Je marchais non loin de l'hôtel – c'était le soir –
et quatre ou cinq gamins apparurent,
sur la peau de tigre des prés, sans
une roche, un trou, sans une touffe d'herbe
pour se mettre à l'abri d'éventuels coups de feu : car
Israël était là, sur cette même peau de tigre,
semée de maisons de ciment, et d'inutiles
murettes, comme on en trouve en chaque faubourg.
Je me joignis à eux, en cet endroit absurde,
loin de la route, de l'hôtel,
de la frontière. Ce fut une amitié de plus,
de celles qui ne durent qu'un soir,
et déchirent pendant toute une vie. Eux,
ces déshérités, qui de surcroît sont des enfants
(et qui ont, des déshérités, la science
du mal – le vol, les rapines, la tricherie –
et, enfants, le naïf idéalisme
de se sentir consacrés au monde),
ils eurent aussitôt l'antique lueur d'amour
- telle une gratitude - au fond de leurs yeux.
Et, parlant, parlant, jusqu'à ce que tombe
la nuit (et déjà l'un d'eux m'embrassait,
disant tantôt qu'il me haïssait, tantôt que non,
qu'il m'aimait, qu'il m'aimait), je sus tout sur eux,
je sus tout, simplement. C'étaient là des dieux,
ou les fils de dieux, qui mystérieusement tiraient,
avec une haine qui les aurait poussés à fondre, des monts de craie,
tels des époux assoiffés de sang, sur les Kibboutz envahisseurs,
de l'autre côté de Jérusalem…
Ces gueux, qui s'en vont dormir maintenant,
sans abri, au fond de quelque pré de faubourg.
avec leurs frères aînés, soldats
armés d'un vieux fusil et d'une paire de moustaches
en mercenaires résignés depuis toujours à mourir.
Ce sont les Jordaniens, terreur d'Israël,
ceux-là qui, face à moi, pleurent
l'antique douleur des proscrits. L'un d'eux,
délégué à la haine, déjà presque bourgeois (avec son chantage
moralisateur, son nationalisme qui blanchit d'une fureur
de névrose) me chante la vieille ritournelle
que lui serinent, à la radio, ses rois –
un autre, en haillons, écoute en approuvant,
tout en se blottissant, comme un chiot, contre moi,
sans rien éprouver en ce pré de frontière,
dans le désert jordanien, dans le monde,
qu'un misérable sentiment d'amour !


Pier Paolo Pasolini, Poésie en forme de rose (1961-1964) traduites par José Guidi, Gallimard, 1990.

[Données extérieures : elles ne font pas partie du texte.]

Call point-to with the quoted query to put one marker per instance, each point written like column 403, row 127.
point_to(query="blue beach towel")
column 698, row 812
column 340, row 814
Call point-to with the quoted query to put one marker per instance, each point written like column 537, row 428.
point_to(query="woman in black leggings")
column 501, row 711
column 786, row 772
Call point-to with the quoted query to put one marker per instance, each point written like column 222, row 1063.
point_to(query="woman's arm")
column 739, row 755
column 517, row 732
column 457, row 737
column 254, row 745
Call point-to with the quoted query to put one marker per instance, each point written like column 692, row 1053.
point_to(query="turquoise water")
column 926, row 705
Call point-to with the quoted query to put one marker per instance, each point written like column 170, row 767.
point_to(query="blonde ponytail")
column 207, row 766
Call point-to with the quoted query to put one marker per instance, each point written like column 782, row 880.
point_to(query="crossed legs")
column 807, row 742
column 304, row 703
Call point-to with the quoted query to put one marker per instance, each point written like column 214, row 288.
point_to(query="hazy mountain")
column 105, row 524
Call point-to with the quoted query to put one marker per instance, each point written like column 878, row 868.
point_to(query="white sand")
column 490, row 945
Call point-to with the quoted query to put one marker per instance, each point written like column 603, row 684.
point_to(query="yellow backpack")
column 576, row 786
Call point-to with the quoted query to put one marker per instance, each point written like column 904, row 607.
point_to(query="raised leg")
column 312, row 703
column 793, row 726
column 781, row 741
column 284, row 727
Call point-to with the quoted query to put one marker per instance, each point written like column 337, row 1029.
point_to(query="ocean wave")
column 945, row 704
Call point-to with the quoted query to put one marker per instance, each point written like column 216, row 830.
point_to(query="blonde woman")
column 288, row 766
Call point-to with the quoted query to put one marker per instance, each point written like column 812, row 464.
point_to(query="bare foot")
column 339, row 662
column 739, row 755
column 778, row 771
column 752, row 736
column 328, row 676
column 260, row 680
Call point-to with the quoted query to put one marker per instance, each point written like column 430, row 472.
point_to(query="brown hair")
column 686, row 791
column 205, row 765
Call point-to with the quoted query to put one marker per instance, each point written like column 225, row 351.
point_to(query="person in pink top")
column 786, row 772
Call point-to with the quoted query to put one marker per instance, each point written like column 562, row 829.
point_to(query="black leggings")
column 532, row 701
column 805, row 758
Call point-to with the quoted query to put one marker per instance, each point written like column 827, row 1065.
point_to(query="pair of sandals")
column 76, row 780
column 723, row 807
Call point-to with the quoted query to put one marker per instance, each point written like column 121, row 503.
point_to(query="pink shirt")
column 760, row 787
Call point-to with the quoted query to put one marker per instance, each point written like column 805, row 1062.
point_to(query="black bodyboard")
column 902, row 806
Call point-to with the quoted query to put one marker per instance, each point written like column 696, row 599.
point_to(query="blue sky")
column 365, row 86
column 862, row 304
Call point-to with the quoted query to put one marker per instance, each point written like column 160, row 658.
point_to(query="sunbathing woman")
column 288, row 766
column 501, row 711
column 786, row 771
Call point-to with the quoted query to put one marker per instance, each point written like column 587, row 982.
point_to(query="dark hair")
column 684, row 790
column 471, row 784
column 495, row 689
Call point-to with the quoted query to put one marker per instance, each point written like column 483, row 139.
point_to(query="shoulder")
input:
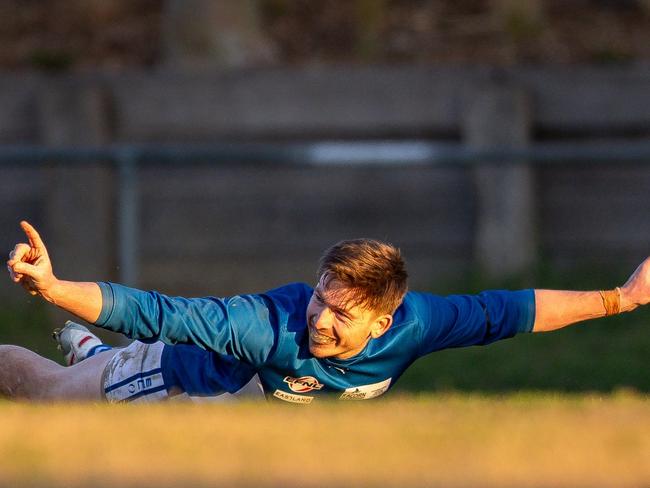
column 296, row 293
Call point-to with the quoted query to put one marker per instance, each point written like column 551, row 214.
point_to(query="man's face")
column 337, row 327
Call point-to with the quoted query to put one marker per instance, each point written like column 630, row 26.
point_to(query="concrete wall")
column 219, row 229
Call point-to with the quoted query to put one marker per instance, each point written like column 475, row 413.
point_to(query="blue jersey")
column 267, row 333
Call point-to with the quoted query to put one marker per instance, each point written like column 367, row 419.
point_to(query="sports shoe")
column 75, row 341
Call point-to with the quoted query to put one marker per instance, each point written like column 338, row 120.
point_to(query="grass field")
column 454, row 440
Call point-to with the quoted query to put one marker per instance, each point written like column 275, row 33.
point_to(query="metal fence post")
column 128, row 272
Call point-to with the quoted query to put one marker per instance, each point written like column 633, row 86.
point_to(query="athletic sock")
column 97, row 349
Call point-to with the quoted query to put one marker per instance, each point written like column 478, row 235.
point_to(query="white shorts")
column 134, row 374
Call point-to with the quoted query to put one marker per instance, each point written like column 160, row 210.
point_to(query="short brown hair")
column 373, row 271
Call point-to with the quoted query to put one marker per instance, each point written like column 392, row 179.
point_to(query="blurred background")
column 217, row 147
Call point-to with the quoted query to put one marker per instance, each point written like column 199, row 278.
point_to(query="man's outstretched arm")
column 556, row 309
column 29, row 265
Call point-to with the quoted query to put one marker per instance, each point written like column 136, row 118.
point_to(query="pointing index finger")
column 35, row 240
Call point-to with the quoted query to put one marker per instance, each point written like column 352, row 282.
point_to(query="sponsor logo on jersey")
column 366, row 392
column 303, row 384
column 290, row 397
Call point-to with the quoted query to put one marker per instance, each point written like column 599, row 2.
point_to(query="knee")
column 24, row 374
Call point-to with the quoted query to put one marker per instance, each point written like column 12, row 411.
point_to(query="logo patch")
column 303, row 384
column 366, row 392
column 290, row 397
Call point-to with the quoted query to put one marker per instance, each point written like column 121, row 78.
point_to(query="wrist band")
column 611, row 301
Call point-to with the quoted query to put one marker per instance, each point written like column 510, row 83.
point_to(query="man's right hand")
column 29, row 264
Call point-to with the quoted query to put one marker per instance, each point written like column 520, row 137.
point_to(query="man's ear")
column 381, row 325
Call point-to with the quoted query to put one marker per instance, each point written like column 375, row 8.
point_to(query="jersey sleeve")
column 239, row 326
column 467, row 320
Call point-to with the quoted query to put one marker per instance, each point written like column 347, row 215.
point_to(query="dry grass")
column 446, row 440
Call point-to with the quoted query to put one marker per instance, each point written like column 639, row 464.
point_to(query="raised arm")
column 29, row 265
column 556, row 309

Dans mon Journal (2 novembre 1975) :

Tard dans la nuit, j'apprends à la radio la mort tragique de Pasolini. Liquidé dans une banlieue pourrie, les membres brisés, le cœur éclaté… J'ai failli écrire « comme lui » tant le nom du cinéaste colle, dans mon imaginaire, au visage fiévreux du Galiléen, cette face hâve, nerveuse, dévorée d'ombre, que j'ai tant de fois tracée au fusain et polycopiée sur mes feuillets liturgiques. Je suis bouleversé, soudainement orphelin.

Cet Evangile de Pier Paolo, je l'ai vu au cinéma au moins cinq ou six fois, je l'ai pleuré et prié, il m'a exalté, dangereusement même au point de tenter volontairement de le démythifier en visionnant le sketch de « La Ricotta ». Peine perdue ! Cette passion-là, tournage sarcastique au ton fellinien, n'a pu exorciser l'autre et sa durable fascination. Pasolini, un homme immense au génie protéiforme : cinéaste-poète-journaliste-écrivain-homme de théâtre-communiste-mystique-homosexuel… un monstrueux talent !

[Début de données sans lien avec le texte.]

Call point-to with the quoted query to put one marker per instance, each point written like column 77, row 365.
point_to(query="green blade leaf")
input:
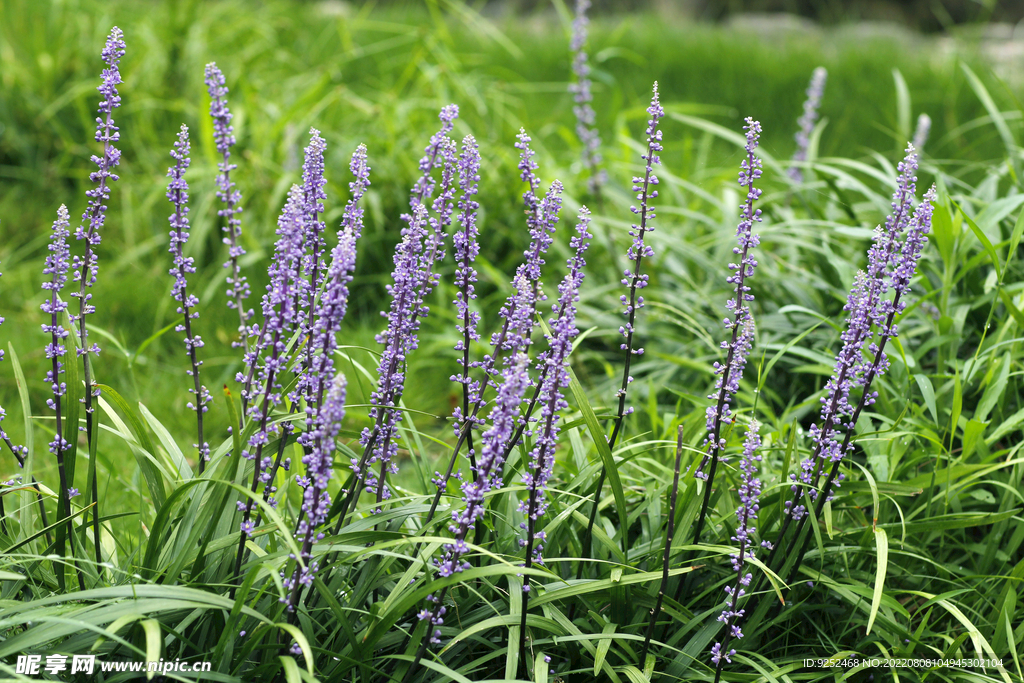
column 882, row 546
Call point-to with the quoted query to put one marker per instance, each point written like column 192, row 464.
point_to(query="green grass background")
column 949, row 409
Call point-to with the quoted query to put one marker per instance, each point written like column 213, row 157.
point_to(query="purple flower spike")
column 56, row 266
column 815, row 91
column 313, row 196
column 315, row 500
column 20, row 452
column 741, row 323
column 227, row 193
column 586, row 130
column 424, row 187
column 487, row 476
column 287, row 287
column 334, row 302
column 177, row 194
column 413, row 280
column 352, row 217
column 864, row 308
column 87, row 267
column 555, row 357
column 466, row 249
column 519, row 310
column 556, row 378
column 747, row 514
column 645, row 188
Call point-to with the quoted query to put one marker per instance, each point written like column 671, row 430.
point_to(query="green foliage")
column 919, row 556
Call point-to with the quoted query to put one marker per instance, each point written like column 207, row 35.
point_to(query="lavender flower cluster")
column 177, row 194
column 306, row 300
column 586, row 118
column 741, row 324
column 815, row 91
column 228, row 194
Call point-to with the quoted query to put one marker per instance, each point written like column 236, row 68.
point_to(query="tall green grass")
column 920, row 555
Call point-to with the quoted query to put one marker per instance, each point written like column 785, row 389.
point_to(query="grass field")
column 920, row 555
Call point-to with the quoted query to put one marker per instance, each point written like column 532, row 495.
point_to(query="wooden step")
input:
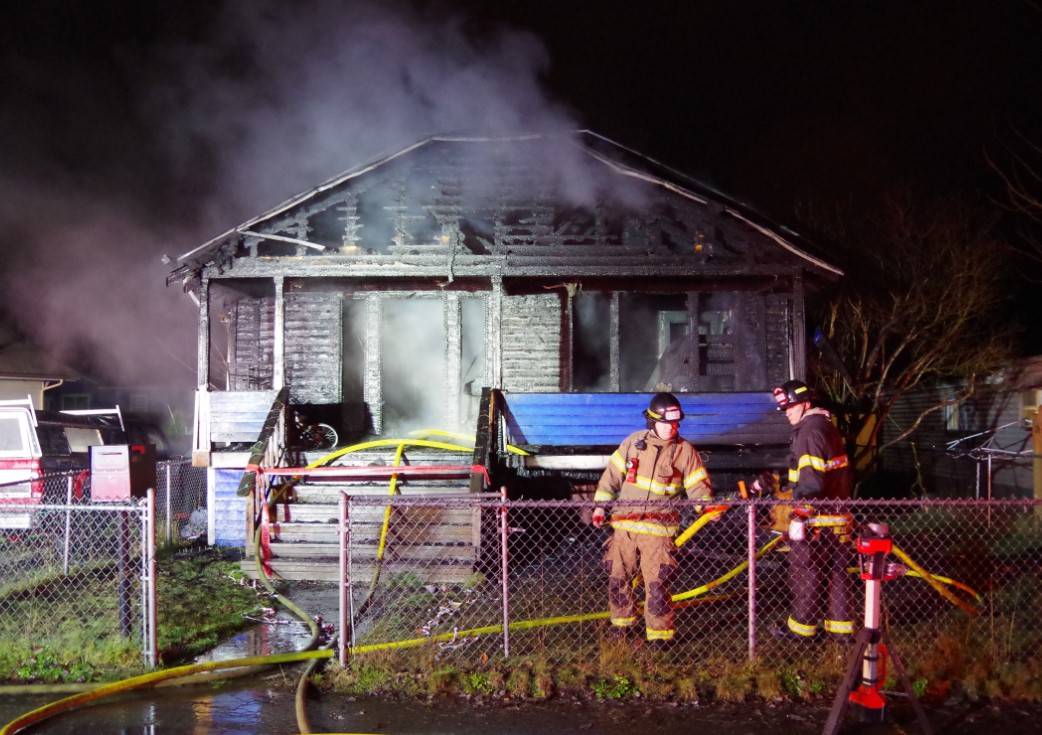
column 330, row 492
column 326, row 533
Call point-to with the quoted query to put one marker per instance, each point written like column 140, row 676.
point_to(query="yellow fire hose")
column 936, row 584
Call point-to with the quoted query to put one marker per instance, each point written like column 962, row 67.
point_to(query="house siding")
column 530, row 338
column 314, row 339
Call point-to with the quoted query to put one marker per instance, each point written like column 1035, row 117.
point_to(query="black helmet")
column 664, row 407
column 792, row 392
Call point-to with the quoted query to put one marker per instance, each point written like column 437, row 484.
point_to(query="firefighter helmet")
column 664, row 407
column 792, row 392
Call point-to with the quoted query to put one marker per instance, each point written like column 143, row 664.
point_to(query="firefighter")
column 650, row 468
column 819, row 542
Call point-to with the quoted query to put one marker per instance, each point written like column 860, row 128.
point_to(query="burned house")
column 385, row 299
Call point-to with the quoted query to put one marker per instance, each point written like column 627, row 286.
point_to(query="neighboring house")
column 25, row 370
column 386, row 298
column 160, row 415
column 984, row 446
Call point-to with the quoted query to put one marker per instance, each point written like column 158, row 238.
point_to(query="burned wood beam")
column 278, row 337
column 432, row 266
column 798, row 338
column 453, row 357
column 372, row 391
column 202, row 359
column 614, row 344
column 282, row 239
column 493, row 335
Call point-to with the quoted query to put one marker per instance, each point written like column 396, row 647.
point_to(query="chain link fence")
column 456, row 572
column 74, row 573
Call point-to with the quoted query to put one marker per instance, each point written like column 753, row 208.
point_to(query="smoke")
column 282, row 96
column 169, row 136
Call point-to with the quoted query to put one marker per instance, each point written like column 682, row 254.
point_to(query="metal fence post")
column 65, row 562
column 345, row 579
column 750, row 511
column 503, row 534
column 170, row 536
column 148, row 580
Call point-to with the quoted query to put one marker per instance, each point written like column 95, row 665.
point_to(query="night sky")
column 129, row 130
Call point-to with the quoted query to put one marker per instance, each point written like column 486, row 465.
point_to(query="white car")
column 34, row 443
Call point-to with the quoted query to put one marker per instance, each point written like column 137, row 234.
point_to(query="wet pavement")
column 265, row 705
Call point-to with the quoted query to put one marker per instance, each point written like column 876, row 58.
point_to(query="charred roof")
column 578, row 201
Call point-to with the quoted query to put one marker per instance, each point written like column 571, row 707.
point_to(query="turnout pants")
column 820, row 584
column 653, row 557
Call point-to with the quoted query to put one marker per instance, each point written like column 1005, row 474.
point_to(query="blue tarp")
column 592, row 419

Parce qu'il dérangeait, sa mort était-elle donc fatale ? Son crime impardonnable ? Je suis anéanti et révolté. Il avait accumulé durant sa trop courte vie tant de hargne bourgeoise, de vindicte catholique, tant d'incompréhension et de procès iniques ! Il y avait aussi dans ses dernières œuvres, je dois bien me l'avouer, cette façon iconoclaste, ce poids du corps, cette jubilation charnelle, toute cette vitalité dans sa trilogie érotique qui, de l'Orient à Canterbury, me réjouissait tant malgré ma gêne lorsque je rasais les murs en sortant de la salle de cinéma. Qu'auraient conclu en me voyant mes braves paroissiens ? Cette nuit, fin de l'acte tragique, tout est accompli et l'art enseveli dans les cinémathèques.

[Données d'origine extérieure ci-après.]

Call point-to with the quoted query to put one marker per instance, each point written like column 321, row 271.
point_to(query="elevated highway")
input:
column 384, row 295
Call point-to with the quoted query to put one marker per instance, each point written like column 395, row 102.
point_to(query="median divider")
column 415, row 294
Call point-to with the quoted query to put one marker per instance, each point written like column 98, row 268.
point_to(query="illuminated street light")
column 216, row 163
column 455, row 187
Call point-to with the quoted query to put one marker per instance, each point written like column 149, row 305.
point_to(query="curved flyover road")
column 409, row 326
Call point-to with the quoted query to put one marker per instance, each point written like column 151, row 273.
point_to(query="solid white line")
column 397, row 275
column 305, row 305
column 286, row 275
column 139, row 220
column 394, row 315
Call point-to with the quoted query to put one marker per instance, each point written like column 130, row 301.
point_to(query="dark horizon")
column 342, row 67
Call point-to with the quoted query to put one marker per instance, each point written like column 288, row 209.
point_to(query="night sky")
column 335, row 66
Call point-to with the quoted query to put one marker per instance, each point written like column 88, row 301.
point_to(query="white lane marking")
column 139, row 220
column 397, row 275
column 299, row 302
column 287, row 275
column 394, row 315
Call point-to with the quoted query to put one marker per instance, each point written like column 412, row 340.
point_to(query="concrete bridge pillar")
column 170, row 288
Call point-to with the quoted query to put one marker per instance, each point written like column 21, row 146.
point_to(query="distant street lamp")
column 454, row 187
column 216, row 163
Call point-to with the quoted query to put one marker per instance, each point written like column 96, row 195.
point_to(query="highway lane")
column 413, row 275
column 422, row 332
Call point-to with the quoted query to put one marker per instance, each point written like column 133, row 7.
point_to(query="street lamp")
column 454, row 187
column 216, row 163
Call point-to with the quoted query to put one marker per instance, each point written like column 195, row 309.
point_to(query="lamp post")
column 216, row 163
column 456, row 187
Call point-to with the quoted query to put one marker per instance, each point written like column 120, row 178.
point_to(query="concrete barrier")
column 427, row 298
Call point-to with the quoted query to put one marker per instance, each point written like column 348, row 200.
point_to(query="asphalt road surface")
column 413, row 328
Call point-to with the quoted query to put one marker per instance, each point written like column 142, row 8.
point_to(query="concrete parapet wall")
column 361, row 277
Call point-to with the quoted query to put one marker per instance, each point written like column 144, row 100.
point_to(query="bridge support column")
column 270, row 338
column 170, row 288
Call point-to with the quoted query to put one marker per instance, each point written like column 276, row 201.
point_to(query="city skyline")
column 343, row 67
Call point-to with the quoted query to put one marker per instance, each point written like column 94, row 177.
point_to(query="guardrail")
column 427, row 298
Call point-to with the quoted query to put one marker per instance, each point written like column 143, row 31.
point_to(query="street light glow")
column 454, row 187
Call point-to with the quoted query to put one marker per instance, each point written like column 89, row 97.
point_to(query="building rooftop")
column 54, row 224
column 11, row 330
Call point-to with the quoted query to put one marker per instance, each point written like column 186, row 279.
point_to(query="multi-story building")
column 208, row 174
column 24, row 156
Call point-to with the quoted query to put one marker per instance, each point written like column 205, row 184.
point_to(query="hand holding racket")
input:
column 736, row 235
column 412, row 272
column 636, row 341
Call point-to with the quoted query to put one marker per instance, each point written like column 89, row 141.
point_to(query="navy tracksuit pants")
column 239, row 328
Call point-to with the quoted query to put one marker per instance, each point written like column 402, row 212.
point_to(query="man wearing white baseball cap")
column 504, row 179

Cher Pier Paolo massacré une nuit de novembre, grand frère rebelle qui a restauré pour moi à jamais l'icône de Ieschoua et qui pointait d'une caméra vengeresse toute les hypocrisies, toutes mes compromissions et ma honte secrète.
De son immense œuvre poétique, je ne connais par cœur que ces quelques lignes que je lui dédie en reconnaissance posthume sans trop savoir ce soir s'il s'agit de lui ou de moi, sans bien comprendre encore pourquoi cette « vitalité désespérée » doublement me touche, me repousse et m'étreint, me condamne et m'appelle, oracle ambivalent :

« Tu descendras dans le monde,
et tu seras candide et gentil, équilibré et fidèle,
tu auras une infinie capacité d'obéir
et une infinie capacité de te révolter.
Tu seras pur.
C'est pourquoi je te maudis. »



(Poesie, Garzanti, Milano.)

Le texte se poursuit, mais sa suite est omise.